L’acquisition du Bouddha de Megouro complète magnifiquement notre collection de Bouddhas, car nous en avons déjà plusieurs. Tous ces Bouddhas ont en commun certains traits : les oreilles à lobes pendants, un signe sur le front, une grande auréole autour de la tête. Bouddha veut dire « sage », « celui qui sait » ; c’est un terme générique, il y a donc eu plusieurs Bouddhas. En effet, indépendamment des signes génériques qui sont communs à toutes les statues de Bouddha, chacune d’elles possède des caractères propres qui permettent, à première vue, de reconnaître le personnage spécial, que l’on a particulièrement voulu représenter.
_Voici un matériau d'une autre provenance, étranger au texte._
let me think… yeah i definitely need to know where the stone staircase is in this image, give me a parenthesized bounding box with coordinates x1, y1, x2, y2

Le Bouddha de Megouro est Çakya Mouni ou Gotama, c’est-à-dire le premier et le plus illustre de tous, le fondateur même de la religion bouddhique. Çakya Mouni se reconnaît à sa tête en forme pointue, à sa chevelure composée de petites boucles ou mèches arrondies ; il n’a jamais rien à la main. Il y a ainsi trente-deux signes donnés par le rituel bouddhique qui le désignent à première vue. Plusieurs, il est vrai, ne peuvent être figurés par le bronze, tels que la couleur de la chevelure qui est bleue, mais on les trouve sur les peintures et les sculptures en bois.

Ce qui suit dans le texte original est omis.